# Lightened My P2000 LEM Trigger



## falshman70 (Jul 13, 2006)

Following directions from Bigbore at HKPro, I replaced the trigger rebound spring on my P2000. It lightened the pull considerably. I got the spring from Numrich parts. It was really simple. There is another spring - the firing pin block spring - that will lighten it up another 1 1/2 lbs or so when changed out. I can't find anyone with this spring in stock, however.

I did this because I found that when shooting the gun at the range my finger eventually got tired and the trigger break seemed hard, affecting accuracy. 
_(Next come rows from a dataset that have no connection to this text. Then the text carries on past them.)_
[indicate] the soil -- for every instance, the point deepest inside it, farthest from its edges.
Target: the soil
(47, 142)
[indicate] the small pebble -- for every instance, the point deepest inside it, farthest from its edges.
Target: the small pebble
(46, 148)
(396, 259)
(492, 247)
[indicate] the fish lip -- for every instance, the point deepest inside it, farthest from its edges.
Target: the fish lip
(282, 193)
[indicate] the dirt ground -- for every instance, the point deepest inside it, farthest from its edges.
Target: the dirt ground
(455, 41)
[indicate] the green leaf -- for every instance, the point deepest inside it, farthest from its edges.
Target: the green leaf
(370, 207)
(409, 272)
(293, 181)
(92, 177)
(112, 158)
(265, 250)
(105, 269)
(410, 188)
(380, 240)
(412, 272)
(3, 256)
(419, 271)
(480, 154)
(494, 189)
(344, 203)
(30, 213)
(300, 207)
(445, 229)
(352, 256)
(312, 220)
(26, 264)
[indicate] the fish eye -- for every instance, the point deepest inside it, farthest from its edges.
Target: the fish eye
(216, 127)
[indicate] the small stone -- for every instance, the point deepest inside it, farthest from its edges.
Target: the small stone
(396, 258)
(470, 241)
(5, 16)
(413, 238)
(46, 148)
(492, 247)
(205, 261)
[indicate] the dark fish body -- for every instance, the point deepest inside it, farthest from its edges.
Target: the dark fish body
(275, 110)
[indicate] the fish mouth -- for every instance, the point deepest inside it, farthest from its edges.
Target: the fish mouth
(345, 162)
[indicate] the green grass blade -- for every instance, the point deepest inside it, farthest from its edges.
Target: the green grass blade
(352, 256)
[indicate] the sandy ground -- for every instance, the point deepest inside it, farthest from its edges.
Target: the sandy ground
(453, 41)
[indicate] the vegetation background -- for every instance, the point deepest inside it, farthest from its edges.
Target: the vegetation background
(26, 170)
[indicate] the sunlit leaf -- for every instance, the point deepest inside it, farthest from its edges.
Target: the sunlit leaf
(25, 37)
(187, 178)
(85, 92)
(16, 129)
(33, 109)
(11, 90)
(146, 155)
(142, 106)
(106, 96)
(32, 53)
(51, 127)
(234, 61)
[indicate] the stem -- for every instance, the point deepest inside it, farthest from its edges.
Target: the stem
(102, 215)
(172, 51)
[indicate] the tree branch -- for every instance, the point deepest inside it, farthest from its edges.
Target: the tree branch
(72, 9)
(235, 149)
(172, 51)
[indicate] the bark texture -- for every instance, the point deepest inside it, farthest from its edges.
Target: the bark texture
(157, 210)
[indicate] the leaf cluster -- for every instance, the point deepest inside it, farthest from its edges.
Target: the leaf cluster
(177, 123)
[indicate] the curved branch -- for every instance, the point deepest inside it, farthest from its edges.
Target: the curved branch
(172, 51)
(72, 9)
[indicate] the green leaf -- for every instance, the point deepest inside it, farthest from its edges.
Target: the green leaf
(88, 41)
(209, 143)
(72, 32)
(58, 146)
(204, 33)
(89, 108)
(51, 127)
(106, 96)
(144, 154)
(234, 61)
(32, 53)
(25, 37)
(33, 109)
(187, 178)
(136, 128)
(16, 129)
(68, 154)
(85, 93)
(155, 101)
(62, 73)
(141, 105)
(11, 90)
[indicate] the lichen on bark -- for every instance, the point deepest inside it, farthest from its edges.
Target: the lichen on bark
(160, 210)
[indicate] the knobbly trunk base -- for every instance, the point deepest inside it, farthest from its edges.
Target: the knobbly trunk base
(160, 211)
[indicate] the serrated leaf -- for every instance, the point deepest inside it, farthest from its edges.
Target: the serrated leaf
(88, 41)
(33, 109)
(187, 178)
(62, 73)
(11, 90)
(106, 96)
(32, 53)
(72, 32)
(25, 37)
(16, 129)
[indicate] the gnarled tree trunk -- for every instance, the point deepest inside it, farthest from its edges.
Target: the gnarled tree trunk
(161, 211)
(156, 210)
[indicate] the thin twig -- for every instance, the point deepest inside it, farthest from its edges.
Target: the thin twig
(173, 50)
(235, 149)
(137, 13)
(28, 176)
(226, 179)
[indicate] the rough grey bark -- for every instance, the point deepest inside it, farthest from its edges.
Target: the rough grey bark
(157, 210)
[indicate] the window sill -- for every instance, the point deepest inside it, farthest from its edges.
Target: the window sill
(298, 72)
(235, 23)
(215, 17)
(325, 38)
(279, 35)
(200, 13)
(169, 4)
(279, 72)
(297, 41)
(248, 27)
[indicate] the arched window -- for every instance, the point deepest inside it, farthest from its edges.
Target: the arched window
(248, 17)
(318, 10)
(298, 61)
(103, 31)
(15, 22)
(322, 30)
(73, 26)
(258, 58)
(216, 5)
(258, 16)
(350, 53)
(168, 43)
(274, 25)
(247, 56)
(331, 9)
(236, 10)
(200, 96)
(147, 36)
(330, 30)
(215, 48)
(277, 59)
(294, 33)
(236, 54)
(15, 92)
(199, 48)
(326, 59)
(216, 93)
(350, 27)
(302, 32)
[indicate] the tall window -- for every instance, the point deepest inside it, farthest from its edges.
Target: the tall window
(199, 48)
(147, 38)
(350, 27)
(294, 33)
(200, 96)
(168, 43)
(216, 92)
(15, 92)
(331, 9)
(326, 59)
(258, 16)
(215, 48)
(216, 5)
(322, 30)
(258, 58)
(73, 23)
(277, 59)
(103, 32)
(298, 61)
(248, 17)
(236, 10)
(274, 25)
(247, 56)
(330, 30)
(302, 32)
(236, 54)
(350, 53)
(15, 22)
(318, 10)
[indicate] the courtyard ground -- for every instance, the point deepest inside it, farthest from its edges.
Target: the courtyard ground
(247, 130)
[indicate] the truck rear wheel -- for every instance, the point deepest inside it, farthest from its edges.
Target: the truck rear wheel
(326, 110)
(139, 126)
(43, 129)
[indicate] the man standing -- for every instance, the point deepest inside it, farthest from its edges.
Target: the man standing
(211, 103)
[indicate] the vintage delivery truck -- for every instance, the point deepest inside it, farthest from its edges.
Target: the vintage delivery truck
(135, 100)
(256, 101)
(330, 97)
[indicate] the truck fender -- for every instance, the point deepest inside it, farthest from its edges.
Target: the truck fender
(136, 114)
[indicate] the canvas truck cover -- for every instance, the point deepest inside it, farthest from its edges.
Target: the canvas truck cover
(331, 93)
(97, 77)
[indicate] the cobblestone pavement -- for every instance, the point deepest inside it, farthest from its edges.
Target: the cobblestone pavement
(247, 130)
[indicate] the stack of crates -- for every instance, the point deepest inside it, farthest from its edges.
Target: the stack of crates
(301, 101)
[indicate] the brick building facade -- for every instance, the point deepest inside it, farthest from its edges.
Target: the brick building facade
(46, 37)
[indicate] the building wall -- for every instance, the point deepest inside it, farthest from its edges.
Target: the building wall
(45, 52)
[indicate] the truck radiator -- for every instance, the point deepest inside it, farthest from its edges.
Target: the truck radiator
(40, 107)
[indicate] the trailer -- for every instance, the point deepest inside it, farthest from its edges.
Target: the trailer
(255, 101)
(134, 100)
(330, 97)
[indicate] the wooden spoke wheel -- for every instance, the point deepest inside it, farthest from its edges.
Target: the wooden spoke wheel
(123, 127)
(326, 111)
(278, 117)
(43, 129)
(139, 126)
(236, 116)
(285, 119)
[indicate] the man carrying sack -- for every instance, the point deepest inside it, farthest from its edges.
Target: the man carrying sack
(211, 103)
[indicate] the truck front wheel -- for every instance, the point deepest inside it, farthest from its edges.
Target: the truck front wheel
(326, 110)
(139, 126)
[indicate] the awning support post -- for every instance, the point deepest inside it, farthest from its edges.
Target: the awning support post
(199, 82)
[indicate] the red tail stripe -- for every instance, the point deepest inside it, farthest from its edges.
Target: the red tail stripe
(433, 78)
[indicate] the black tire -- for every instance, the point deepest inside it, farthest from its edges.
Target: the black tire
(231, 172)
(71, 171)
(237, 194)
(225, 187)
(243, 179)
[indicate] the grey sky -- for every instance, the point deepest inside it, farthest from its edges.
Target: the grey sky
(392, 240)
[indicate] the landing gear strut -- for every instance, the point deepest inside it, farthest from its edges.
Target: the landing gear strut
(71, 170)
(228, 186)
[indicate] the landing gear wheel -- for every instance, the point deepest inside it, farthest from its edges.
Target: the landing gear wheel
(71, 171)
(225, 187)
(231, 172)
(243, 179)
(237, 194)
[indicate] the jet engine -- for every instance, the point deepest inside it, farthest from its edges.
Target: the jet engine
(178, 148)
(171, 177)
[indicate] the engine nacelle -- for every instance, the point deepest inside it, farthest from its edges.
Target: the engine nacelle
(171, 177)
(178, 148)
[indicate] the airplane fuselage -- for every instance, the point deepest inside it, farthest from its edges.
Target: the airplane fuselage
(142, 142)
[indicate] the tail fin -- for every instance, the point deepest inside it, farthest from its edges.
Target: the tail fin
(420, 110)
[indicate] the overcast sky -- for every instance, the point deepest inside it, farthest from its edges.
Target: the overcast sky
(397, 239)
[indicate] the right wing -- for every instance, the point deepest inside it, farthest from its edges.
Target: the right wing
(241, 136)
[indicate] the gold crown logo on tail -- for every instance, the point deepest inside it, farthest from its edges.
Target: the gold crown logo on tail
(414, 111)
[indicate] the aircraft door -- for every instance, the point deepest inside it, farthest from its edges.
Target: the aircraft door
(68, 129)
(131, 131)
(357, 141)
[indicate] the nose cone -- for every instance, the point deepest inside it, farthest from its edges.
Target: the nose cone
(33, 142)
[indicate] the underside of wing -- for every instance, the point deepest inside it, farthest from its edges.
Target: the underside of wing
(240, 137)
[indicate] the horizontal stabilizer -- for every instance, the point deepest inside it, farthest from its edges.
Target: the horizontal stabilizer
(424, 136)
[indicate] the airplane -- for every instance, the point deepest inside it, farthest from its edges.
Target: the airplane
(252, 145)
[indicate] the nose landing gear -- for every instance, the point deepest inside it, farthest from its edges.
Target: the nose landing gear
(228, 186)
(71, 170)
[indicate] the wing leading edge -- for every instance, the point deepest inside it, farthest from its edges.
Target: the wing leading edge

After the changeout the trigger still has a short reset, so I don't see any downside. I recommend this for anyone with the P2000 with the LEM trigger.


----------



## -gunut- (May 8, 2006)

Any chance that would effect the force on primers (ie soft primer strikes)? I guess it would not be an issue. Bigbore knows what he is talking about with respect to H&K pistols.


----------



## falshman70 (Jul 13, 2006)

In truth I haven't fired it yet, but I'd be surprised if it's a problem. I was thinking that would be a possibility if you changed both springs out.


----------



## mw1311 (Feb 7, 2007)

shouldn't be a problem since you are not replacing the hammer spring.


----------



## falshman70 (Jul 13, 2006)

I shot it yesterday and it was 100%. Much improved over the original.


----------